Гришка с Тихоном очумело переглянулись. Похоже, к их зову отчаяния великий богатырь остался равнодушен.

— Помоги нам, Муромец, — жалобно заканючил Тихон. — Князюшка с нас три шкуры сдерет, если мы без тебя к нему воротимся.

— Сдерет, и правильно сделает! — пробасил Илья. — Вы-то небось, охламоны, с чудищем-то не справились?

— Не справились! — грустно вздохнули дружинники.

— А разве оно кого-нибудь у вас уже сожрало? — спросил Степан, помогая Муромцу освободиться от истлевшей от времени рубахи.

— Нет, не сожрало, — честно ответили братья. — Дровосеков вот напужало. Они у нас впечатлительные больно. Чуть что — за топоры…

— Паршивый народ дровосеки, — отозвался Илья. — Сплошная пьянь!

— И то верно, — согласился с богатырем кузнец. — По мне, если кто дровосек, то уже как бы и не человек, одно людское подобие.

Обнаженный по пояс Муромец выглядел внушительно, словно все эти годы не на печи лежал, а каждое утро бревна стопудовые по лесу таскал, а вечерами дрова топором рубил.

Вот что значит сила русского духа!

— Ну так как с Лихом-то? — напомнили княжеские племянники.

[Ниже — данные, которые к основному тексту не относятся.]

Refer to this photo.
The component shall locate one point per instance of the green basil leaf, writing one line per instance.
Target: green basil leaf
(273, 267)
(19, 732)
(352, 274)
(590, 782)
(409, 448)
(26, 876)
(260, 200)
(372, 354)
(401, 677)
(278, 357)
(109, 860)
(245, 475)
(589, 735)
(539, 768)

— А что Лихо? — улыбнулся Илья. — Не буди Лихо, пока оно тихо!

И они с Колупаевым весело заржали.

— Но как же…

— А кто сказал, что я обязан вам помогать?

— Но ты ж богатырь!

— Да какой я, к лешему, богатырь, — махнул рукой Муромец. — Вот он настоящий богатырь, а я так, случайно в герои попал.

Гришка с Тихоном недоверчиво посмотрели на Степана.

Кряжистый невзрачный мужичок на героя совсем не тянул. Вот Муромец это да, косая сажень в плечах, поперек себя шире. Вот такой и должен быть настоящий силач! А это что? Торговец леденцами, а не богатырь.

Но, к счастью, дружинники мысли свои озвучить не посмели.

Они только представили, как приводят пред ясны очи Всеволода вместо Муромца этого мужичонку, и им сразу же сделалось плохо.